On components of stable connectivity of gradient-like diffeomorphisms of the 2-torus

TL;DR

This paper investigates the stable connectivity components of gradient-like diffeomorphisms on the 2-torus, showing that non-isotopic classes form finitely many such components distinguished by periodic data.

Contribution

It establishes that gradient-like diffeomorphisms of the 2-torus not isotopic to the identity split into finitely many stable connectivity components characterized by periodic data.

Findings

Non-isotopic gradient-like diffeomorphisms of the 2-torus form finitely many stable components.

Periodic data uniquely determines the stable connectivity component within each isotopy class.

Contrasts with the 2-sphere case, which has countably many components.

Abstract

Gradient-like diffeomorphisms of a closed surface $M^2$ are characterized by a finite hyperbolic limit set and the absence of intersections of invariant manifolds of distinct saddle points.
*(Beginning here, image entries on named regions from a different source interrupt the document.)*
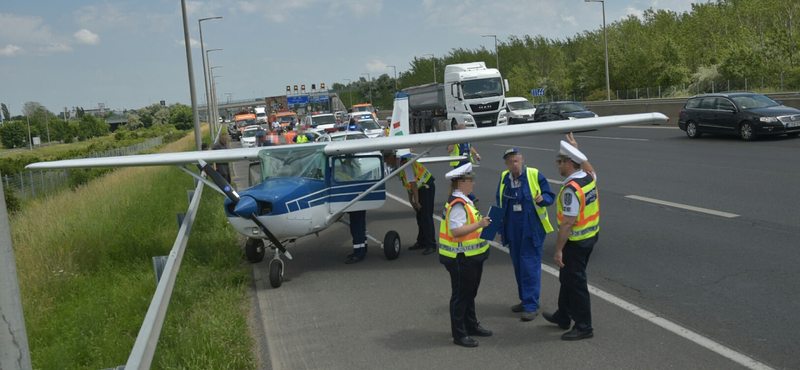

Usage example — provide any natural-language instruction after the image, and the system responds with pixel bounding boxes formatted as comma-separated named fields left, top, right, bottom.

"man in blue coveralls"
left=496, top=148, right=555, bottom=321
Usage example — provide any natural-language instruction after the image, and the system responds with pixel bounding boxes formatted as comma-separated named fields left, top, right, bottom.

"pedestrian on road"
left=384, top=151, right=436, bottom=255
left=495, top=148, right=556, bottom=321
left=542, top=133, right=600, bottom=340
left=439, top=163, right=492, bottom=347
left=211, top=135, right=231, bottom=184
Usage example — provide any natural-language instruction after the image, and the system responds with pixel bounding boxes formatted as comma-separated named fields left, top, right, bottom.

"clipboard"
left=481, top=206, right=506, bottom=240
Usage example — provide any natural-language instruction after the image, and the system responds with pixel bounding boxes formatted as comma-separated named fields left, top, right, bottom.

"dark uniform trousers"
left=553, top=234, right=599, bottom=331
left=417, top=180, right=439, bottom=248
left=439, top=250, right=489, bottom=339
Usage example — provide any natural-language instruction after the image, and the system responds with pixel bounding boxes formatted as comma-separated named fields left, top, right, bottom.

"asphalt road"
left=231, top=126, right=800, bottom=369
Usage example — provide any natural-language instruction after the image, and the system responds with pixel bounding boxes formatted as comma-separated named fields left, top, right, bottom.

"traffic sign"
left=531, top=89, right=544, bottom=96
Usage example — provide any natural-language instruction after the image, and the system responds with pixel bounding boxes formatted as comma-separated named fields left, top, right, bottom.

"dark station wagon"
left=678, top=92, right=800, bottom=140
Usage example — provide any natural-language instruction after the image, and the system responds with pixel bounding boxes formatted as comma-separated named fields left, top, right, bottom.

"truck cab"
left=444, top=62, right=508, bottom=129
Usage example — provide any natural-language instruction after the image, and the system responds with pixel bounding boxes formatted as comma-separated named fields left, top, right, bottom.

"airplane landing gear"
left=269, top=249, right=283, bottom=288
left=244, top=238, right=266, bottom=263
left=382, top=230, right=400, bottom=261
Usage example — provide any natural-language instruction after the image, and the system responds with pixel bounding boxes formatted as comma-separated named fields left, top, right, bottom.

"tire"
left=244, top=238, right=266, bottom=263
left=383, top=230, right=401, bottom=261
left=269, top=260, right=283, bottom=288
left=686, top=121, right=703, bottom=139
left=739, top=122, right=756, bottom=141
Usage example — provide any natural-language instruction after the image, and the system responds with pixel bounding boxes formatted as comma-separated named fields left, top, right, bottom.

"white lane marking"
left=575, top=135, right=650, bottom=141
left=619, top=126, right=678, bottom=130
left=625, top=195, right=739, bottom=218
left=386, top=191, right=774, bottom=370
left=492, top=144, right=556, bottom=152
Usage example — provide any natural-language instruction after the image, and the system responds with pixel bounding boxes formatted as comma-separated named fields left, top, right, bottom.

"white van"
left=253, top=107, right=267, bottom=124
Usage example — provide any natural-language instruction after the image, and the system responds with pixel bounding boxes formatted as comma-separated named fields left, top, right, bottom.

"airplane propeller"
left=198, top=159, right=292, bottom=259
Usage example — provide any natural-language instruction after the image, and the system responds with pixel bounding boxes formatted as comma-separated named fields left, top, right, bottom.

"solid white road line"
left=386, top=192, right=773, bottom=370
left=575, top=135, right=650, bottom=141
left=625, top=195, right=739, bottom=218
left=619, top=126, right=678, bottom=130
left=492, top=144, right=556, bottom=152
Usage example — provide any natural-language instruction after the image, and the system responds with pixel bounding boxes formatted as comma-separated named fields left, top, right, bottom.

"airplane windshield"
left=258, top=144, right=325, bottom=181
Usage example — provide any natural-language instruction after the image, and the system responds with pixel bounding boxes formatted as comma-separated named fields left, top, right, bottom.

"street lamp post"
left=481, top=35, right=500, bottom=71
left=422, top=54, right=436, bottom=83
left=386, top=66, right=398, bottom=92
left=197, top=17, right=222, bottom=132
left=205, top=48, right=222, bottom=132
left=362, top=73, right=372, bottom=105
left=344, top=78, right=353, bottom=110
left=583, top=0, right=611, bottom=100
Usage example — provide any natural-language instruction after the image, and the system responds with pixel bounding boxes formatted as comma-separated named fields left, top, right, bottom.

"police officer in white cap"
left=439, top=163, right=492, bottom=347
left=542, top=133, right=600, bottom=340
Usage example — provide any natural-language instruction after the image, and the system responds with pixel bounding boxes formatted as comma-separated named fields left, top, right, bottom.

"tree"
left=169, top=104, right=194, bottom=130
left=125, top=113, right=142, bottom=131
left=0, top=121, right=28, bottom=148
left=0, top=103, right=11, bottom=121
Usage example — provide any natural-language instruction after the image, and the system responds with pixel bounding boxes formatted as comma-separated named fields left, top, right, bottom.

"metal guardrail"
left=117, top=176, right=204, bottom=370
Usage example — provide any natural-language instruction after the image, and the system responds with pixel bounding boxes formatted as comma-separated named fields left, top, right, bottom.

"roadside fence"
left=2, top=137, right=162, bottom=201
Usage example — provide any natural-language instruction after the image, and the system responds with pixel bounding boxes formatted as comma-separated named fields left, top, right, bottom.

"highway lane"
left=422, top=127, right=800, bottom=368
left=233, top=127, right=800, bottom=368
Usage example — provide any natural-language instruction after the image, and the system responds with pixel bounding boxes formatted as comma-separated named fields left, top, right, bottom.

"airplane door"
left=328, top=155, right=386, bottom=212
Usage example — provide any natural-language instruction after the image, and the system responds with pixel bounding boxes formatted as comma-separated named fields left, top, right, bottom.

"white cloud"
left=73, top=28, right=100, bottom=45
left=367, top=59, right=386, bottom=72
left=175, top=38, right=200, bottom=49
left=0, top=44, right=25, bottom=57
left=39, top=43, right=72, bottom=54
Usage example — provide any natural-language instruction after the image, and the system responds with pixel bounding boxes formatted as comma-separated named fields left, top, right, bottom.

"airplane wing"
left=325, top=113, right=667, bottom=155
left=25, top=113, right=667, bottom=170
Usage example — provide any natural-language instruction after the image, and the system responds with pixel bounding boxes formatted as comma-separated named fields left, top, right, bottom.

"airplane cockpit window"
left=258, top=145, right=325, bottom=181
left=333, top=156, right=383, bottom=182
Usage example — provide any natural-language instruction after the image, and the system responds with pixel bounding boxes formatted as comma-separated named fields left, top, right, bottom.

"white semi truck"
left=403, top=62, right=508, bottom=133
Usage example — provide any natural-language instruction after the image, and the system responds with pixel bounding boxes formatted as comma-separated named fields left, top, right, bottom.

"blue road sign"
left=531, top=89, right=544, bottom=96
left=286, top=95, right=308, bottom=105
left=308, top=94, right=330, bottom=103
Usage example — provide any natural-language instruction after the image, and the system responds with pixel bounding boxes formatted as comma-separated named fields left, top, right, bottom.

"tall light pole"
left=422, top=54, right=436, bottom=83
left=386, top=66, right=397, bottom=92
left=344, top=78, right=353, bottom=110
left=197, top=17, right=222, bottom=134
left=203, top=48, right=222, bottom=132
left=362, top=73, right=374, bottom=104
left=481, top=35, right=500, bottom=71
left=583, top=0, right=611, bottom=100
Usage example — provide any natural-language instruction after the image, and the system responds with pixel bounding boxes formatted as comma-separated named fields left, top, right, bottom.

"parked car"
left=533, top=101, right=597, bottom=122
left=678, top=92, right=800, bottom=140
left=506, top=97, right=536, bottom=125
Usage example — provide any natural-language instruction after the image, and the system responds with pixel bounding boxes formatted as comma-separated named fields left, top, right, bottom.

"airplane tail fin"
left=389, top=92, right=411, bottom=157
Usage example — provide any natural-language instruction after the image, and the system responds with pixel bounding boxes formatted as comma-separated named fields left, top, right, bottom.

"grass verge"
left=10, top=129, right=255, bottom=369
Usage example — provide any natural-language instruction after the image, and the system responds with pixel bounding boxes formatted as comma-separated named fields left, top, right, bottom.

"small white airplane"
left=26, top=93, right=667, bottom=288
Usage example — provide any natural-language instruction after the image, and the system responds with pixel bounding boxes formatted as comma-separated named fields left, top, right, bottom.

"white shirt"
left=561, top=170, right=597, bottom=216
left=450, top=190, right=472, bottom=230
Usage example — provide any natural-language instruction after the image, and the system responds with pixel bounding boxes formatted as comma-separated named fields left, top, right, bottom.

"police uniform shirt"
left=561, top=170, right=597, bottom=216
left=450, top=190, right=472, bottom=230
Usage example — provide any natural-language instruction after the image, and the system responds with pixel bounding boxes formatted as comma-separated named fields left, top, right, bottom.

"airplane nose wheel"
left=383, top=230, right=400, bottom=261
left=244, top=238, right=266, bottom=263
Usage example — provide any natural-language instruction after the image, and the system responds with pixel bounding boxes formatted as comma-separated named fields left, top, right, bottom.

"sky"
left=0, top=0, right=705, bottom=115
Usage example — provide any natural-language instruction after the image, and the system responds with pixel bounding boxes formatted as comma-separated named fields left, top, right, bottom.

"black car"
left=678, top=92, right=800, bottom=140
left=533, top=101, right=597, bottom=122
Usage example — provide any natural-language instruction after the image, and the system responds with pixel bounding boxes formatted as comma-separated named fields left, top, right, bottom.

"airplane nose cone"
left=233, top=196, right=258, bottom=217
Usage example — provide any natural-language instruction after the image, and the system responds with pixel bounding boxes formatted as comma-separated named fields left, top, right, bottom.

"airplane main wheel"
left=383, top=230, right=400, bottom=261
left=244, top=239, right=266, bottom=263
left=269, top=260, right=283, bottom=288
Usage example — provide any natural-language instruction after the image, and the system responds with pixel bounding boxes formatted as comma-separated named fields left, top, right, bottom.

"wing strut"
left=325, top=147, right=435, bottom=225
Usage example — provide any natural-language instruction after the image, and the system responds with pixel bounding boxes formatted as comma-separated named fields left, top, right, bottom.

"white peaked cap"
left=558, top=140, right=589, bottom=163
left=444, top=163, right=472, bottom=180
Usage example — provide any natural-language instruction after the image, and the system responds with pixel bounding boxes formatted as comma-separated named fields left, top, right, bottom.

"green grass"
left=11, top=129, right=255, bottom=369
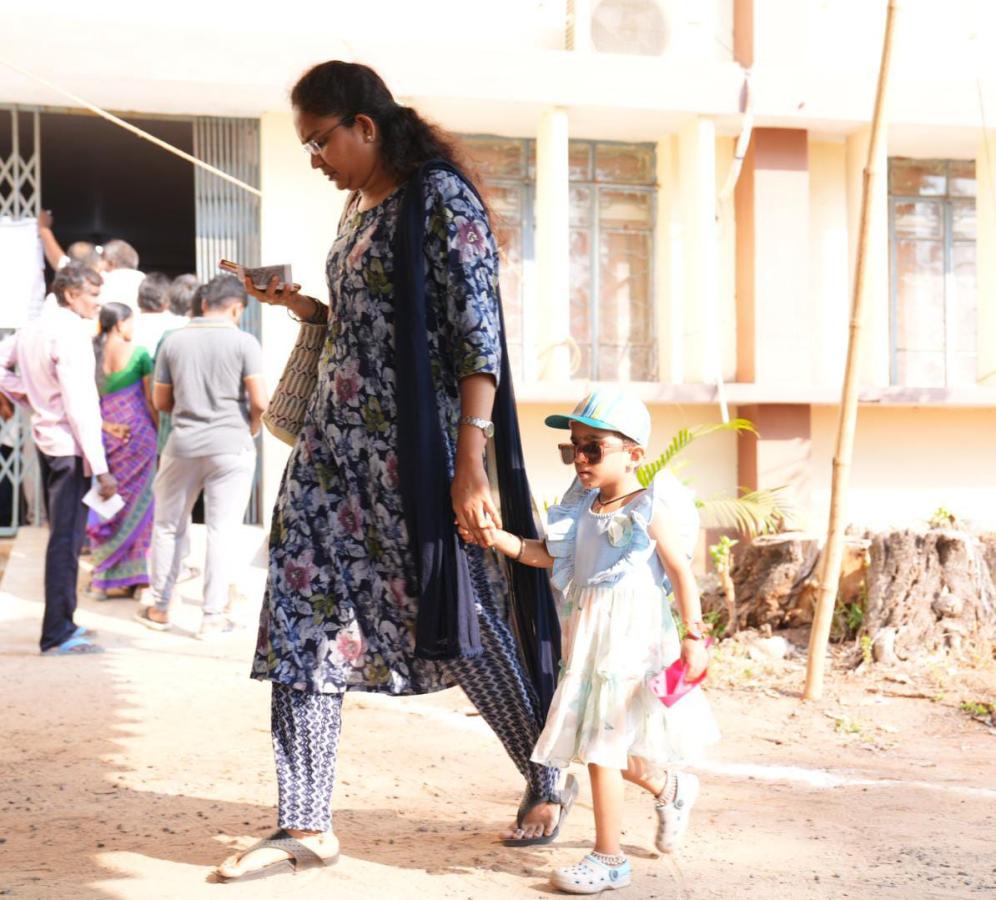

In the case where such diffeomorphisms $f_0, f_1:M^2\to M^2$ are isotopic, they are connected by some arc $\{f_t:M^2\to M^2, t\in [0,1]\}$ in the space of diffeomorphisms. If every diffeomorphism of the arc has a finite limit set and the arc is stable (does not change its qualitative properties under small perturbations) in the space of diffeomorphisms, then $f_0,f_1$ are said to be {\it stably connected}. Thus, the set of isotopic diffeomorphisms splits into components of stable connectivity, of which there may, in general, be infinitely many. For instance, it is known that gradient-like diffeomorphisms of the 2-sphere (both orientation-preserving and orientation-reversing) consist of a countable number of stable connectivity components. Moreover, belonging to a particular component is uniquely determined by the periodic data of the diffeomorphism. In the present paper, we consider gradient-like diffeomorphisms of the 2-torus that are not isotopic to the identity. We establish that the set of such diffeomorphisms splits into a finite number of stable connectivity components. For each isotopy class, we define the periodic data of the diffeomorphism, which uniquely determine membership in a given component.